A typical recipe from the Tamil heartlands, this is a hearty, though slightly spicy and sour stew which goes very well with rice. This is not a typical tambram recipe. It’s quite funny that while I love garlic and love it in most north Indian sabzis, for some reason, probably due to my tambram genes, I can’t stand it in typical south Indian food.

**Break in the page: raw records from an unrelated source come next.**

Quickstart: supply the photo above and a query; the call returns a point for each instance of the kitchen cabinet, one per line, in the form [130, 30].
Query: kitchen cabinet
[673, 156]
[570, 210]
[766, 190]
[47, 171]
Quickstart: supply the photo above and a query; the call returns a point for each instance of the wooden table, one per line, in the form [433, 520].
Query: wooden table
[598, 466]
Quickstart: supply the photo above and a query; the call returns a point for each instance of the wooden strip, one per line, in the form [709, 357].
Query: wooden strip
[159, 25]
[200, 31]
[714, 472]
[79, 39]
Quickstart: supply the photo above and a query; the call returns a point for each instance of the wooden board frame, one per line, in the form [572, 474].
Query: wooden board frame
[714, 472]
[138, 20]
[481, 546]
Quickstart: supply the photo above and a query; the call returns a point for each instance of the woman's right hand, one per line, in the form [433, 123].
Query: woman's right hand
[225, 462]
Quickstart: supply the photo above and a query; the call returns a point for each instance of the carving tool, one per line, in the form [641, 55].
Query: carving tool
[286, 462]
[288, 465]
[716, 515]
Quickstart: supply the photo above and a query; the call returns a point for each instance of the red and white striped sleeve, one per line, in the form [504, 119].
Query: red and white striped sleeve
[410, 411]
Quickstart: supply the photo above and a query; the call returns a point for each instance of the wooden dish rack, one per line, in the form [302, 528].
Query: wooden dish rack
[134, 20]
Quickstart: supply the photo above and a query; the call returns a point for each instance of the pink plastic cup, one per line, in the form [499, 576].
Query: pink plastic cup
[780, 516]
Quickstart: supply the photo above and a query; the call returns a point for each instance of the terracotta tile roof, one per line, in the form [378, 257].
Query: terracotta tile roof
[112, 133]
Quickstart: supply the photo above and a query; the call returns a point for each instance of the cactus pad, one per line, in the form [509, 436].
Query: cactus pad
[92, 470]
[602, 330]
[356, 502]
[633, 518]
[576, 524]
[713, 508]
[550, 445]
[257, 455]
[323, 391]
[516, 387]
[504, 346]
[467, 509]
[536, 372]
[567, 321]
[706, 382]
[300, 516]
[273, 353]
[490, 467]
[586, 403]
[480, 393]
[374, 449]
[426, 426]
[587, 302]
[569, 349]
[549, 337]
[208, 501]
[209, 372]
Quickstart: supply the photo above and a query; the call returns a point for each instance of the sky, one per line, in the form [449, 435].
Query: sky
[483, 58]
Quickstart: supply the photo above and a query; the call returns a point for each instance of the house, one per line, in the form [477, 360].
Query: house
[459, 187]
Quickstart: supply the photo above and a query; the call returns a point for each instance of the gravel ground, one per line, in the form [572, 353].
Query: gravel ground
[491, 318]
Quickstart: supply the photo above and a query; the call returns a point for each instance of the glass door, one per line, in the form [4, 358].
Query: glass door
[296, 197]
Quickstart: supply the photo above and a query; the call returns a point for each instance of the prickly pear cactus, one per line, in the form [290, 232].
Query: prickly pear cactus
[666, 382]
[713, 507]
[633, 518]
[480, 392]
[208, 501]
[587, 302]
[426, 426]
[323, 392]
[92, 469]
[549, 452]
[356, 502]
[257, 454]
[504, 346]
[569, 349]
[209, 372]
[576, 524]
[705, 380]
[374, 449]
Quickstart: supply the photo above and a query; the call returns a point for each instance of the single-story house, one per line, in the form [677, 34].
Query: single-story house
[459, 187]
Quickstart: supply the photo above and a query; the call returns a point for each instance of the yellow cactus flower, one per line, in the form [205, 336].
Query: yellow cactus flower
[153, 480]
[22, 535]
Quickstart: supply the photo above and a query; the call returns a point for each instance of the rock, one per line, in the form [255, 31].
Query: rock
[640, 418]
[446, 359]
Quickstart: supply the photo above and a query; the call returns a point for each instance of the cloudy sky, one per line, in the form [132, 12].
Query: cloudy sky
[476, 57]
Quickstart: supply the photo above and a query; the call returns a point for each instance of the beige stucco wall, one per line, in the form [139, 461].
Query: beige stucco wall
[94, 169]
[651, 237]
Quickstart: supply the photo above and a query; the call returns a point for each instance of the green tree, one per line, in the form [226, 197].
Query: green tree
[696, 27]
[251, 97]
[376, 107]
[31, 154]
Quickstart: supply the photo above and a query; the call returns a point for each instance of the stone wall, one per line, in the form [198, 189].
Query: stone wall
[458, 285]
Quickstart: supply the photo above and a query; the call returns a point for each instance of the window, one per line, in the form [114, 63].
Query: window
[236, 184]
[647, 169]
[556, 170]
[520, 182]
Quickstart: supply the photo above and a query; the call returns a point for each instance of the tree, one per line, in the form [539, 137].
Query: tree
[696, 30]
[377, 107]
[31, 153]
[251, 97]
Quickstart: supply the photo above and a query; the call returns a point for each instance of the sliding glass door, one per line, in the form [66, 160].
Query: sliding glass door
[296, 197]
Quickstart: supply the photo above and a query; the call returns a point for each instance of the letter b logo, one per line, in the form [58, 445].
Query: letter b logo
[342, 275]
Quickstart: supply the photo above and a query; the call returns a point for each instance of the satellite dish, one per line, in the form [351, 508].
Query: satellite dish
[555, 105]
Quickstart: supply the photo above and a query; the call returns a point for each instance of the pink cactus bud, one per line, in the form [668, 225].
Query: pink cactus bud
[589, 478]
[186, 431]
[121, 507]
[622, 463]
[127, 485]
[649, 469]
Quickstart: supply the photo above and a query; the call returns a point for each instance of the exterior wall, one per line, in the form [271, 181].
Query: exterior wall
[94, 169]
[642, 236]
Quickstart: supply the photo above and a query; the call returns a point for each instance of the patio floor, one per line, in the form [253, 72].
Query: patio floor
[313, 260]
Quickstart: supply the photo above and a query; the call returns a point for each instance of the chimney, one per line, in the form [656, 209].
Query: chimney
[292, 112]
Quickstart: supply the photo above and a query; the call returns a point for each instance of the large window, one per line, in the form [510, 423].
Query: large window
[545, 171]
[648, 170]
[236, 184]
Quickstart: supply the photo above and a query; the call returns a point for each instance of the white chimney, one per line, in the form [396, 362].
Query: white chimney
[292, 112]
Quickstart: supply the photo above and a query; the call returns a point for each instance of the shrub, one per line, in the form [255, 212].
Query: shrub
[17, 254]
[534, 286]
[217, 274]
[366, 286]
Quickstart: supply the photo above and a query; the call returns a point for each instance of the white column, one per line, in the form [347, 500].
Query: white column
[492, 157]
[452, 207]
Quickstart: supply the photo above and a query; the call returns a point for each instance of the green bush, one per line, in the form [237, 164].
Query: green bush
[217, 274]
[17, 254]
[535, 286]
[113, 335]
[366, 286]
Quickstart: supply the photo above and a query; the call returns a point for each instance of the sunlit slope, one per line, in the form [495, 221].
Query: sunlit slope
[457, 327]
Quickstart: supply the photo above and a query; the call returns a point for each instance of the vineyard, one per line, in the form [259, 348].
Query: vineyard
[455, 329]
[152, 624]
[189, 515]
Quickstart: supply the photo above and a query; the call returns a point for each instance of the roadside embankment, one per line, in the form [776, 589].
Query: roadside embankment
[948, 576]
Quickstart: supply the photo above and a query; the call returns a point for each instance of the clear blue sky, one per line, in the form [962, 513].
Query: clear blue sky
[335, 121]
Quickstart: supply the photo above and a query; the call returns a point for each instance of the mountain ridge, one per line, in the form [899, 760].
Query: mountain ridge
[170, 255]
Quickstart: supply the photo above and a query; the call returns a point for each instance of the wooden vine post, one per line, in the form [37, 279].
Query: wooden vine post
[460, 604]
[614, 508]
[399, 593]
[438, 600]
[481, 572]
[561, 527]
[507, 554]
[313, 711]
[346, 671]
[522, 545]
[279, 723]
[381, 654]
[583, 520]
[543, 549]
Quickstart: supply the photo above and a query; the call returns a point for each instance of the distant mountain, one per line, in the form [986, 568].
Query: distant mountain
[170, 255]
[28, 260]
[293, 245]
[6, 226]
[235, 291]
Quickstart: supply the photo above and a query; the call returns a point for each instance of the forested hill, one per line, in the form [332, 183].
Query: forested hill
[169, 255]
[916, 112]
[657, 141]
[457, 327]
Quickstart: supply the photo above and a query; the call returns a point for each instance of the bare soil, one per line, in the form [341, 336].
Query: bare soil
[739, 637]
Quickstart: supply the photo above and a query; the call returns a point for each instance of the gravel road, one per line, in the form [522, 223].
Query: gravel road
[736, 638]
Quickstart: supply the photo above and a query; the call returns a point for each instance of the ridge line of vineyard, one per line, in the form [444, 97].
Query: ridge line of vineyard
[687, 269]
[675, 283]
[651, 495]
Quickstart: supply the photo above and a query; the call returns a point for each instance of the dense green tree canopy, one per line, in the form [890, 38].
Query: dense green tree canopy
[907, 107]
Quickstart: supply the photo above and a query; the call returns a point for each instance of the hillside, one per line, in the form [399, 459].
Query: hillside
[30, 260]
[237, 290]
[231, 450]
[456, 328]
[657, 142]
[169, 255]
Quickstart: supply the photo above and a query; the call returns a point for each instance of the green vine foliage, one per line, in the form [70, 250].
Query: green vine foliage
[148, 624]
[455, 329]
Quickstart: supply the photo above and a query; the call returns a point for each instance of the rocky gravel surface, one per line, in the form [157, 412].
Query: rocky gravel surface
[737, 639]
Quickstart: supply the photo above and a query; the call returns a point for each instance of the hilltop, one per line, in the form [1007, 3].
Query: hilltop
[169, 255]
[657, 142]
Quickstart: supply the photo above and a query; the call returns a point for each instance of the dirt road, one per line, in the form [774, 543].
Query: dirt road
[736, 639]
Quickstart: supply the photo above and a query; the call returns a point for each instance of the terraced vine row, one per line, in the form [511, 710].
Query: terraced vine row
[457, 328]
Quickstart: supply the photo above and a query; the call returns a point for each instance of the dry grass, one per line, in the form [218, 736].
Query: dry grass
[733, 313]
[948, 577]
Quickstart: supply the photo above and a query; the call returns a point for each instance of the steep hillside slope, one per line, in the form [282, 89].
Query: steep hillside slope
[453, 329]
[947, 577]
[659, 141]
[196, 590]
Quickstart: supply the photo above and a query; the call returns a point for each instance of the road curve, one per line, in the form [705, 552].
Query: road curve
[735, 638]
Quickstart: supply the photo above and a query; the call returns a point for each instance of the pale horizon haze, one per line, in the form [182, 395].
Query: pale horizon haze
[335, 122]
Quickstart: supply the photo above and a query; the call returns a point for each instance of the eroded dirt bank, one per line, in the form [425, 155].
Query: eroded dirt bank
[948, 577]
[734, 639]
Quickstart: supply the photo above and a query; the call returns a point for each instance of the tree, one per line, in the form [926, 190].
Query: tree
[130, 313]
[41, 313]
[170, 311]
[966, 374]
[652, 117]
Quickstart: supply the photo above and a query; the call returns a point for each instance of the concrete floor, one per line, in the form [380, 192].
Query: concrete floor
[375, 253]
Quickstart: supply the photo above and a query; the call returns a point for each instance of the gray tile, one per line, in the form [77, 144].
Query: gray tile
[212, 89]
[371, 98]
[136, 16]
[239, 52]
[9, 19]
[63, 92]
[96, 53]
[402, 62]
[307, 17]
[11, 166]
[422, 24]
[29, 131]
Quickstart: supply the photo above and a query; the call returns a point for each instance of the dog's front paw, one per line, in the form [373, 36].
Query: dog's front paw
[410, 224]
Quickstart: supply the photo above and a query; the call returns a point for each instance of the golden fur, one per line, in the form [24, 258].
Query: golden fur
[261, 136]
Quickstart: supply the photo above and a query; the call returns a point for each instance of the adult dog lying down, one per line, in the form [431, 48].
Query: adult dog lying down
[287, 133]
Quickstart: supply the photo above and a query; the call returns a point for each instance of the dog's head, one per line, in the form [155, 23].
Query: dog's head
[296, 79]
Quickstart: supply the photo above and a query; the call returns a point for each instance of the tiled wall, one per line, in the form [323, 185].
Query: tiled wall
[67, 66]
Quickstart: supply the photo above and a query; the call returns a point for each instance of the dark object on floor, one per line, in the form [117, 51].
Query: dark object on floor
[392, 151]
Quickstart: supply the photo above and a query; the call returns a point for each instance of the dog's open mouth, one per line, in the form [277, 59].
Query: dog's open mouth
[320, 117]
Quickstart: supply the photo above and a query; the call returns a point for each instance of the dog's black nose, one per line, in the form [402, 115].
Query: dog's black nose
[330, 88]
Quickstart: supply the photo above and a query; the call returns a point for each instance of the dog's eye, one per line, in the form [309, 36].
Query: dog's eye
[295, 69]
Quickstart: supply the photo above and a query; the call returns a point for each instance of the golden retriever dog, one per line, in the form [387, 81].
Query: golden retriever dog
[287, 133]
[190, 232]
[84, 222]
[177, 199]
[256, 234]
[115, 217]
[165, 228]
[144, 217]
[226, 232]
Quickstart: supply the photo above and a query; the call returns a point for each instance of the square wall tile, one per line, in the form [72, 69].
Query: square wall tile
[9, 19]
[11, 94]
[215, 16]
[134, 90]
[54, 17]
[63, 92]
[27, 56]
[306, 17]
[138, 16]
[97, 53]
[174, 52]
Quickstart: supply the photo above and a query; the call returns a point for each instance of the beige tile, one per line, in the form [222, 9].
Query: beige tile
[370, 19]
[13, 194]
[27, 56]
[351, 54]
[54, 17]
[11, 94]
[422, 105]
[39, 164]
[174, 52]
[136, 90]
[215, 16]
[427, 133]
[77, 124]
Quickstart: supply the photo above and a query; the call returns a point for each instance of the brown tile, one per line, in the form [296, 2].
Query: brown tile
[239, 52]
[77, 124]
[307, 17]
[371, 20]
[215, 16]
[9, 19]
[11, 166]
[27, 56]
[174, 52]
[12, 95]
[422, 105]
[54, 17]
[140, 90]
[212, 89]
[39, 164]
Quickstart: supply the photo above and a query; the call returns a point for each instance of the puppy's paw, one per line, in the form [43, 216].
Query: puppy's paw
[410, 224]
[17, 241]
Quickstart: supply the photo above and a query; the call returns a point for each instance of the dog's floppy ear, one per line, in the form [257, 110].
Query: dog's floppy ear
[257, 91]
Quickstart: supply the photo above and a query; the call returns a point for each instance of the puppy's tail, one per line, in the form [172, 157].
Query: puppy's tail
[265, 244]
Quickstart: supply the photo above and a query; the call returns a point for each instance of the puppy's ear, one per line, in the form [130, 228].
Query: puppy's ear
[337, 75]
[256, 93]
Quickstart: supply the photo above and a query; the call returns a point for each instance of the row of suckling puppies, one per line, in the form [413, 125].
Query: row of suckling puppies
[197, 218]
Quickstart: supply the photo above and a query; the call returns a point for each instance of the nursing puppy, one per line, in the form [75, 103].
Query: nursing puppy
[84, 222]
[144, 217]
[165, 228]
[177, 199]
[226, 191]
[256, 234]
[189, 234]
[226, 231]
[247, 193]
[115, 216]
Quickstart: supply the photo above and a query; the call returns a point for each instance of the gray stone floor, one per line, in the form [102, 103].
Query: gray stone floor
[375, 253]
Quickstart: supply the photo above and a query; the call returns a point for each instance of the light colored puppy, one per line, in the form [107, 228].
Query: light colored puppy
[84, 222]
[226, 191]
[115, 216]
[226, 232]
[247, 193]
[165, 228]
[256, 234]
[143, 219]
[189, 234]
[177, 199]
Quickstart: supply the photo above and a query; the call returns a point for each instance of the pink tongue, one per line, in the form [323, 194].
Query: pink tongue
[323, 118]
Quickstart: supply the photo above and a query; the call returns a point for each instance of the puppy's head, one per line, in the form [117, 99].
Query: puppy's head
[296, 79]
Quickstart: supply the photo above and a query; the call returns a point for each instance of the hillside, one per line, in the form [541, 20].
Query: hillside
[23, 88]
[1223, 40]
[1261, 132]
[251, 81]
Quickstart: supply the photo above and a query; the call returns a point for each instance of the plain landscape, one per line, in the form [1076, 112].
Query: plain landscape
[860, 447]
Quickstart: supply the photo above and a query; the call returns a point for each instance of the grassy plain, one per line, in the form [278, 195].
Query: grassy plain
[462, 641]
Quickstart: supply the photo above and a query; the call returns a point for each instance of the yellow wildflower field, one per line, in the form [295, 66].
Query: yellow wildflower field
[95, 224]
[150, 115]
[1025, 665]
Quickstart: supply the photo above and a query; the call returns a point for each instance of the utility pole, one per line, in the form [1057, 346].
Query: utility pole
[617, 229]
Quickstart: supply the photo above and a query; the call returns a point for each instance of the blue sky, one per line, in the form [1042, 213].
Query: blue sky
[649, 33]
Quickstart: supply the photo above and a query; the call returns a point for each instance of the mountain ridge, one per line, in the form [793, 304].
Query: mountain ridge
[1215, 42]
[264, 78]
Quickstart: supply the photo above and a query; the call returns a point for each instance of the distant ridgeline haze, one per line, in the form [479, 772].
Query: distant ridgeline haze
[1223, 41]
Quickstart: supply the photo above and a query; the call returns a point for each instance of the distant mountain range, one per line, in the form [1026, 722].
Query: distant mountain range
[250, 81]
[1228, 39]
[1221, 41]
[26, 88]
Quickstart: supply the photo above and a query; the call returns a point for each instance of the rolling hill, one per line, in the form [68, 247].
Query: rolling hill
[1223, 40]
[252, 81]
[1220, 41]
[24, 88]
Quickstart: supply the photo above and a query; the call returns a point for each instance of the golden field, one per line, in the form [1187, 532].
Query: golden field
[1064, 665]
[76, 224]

While the original recipe calls for whole garlic pods in the kozambu or stew, I ground it along with the other spices. I served it with brown rice and a stir fried vegetable and loved it. Here’s the recipe which I tweaked!
Vendakkai Puli Kozambu aka Okra Tamarind Stew
- 1 lime-sized ball of tamarind, soaked in warm water for 15-20 minutes, then squeezed to get the water, which will be used. Alternatively, use 1-2 tsp of tamarind paste which can be brought in any Indian store.
- 1 cup ladies finger or okra, cut into 1 inch circles
- 1 onion, chopped
- 2 tbsps gingelly oil
- 1 tsp mustard seeds
- Salt to taste
To be ground into a paste:
- 8-10 garlic cloves
- 1 onion, chopped
- 1 tomato, chopped
- 2 tsp coriander seeds
- 1 tsp fennel seeds
- 1/2 tsp fenugreek seeds
- 5-6 dried red chillies
- 1/4 cup coconut
- 2 tsps oil
- In a pan, take the oil (not the gingelly oil) and fry in the following order the spices: coriander seeds, fennel seeds, fenugreek seeds and dried chilli. Stir each spice for a few seconds before adding the next spice.
- Next add the garlic and let it become slightly golden, then the onions and let it become translucent and last the tomatoes.
- Add a tsp of salt to help the tomatoes to lose water and become slight mushy. In the end, add the coconut and let it cook a while. Once it has cooked around five minutes, switch off the gas and let it cool completely. Once cool, blend it to a fine paste.
- In another pan, add the gingelly oil and fry the ladies finger/okra until it cooks and becomes crisp. Remove from the gas and keep aside.
- In the same pan, with the balance oil, add the mustard seeds and then chopped onions.
- When the onions become translucent, put in the blended paste and stir for a few seconds. Now add the tamarind juice and let it come to a boil.
- Add the crisp ladies finger/okra and salt to taste and let the stew boil for 10 minutes.
- The stew is done when the oil floats to the top.
- Enjoy with rice and a vegetable of your choice!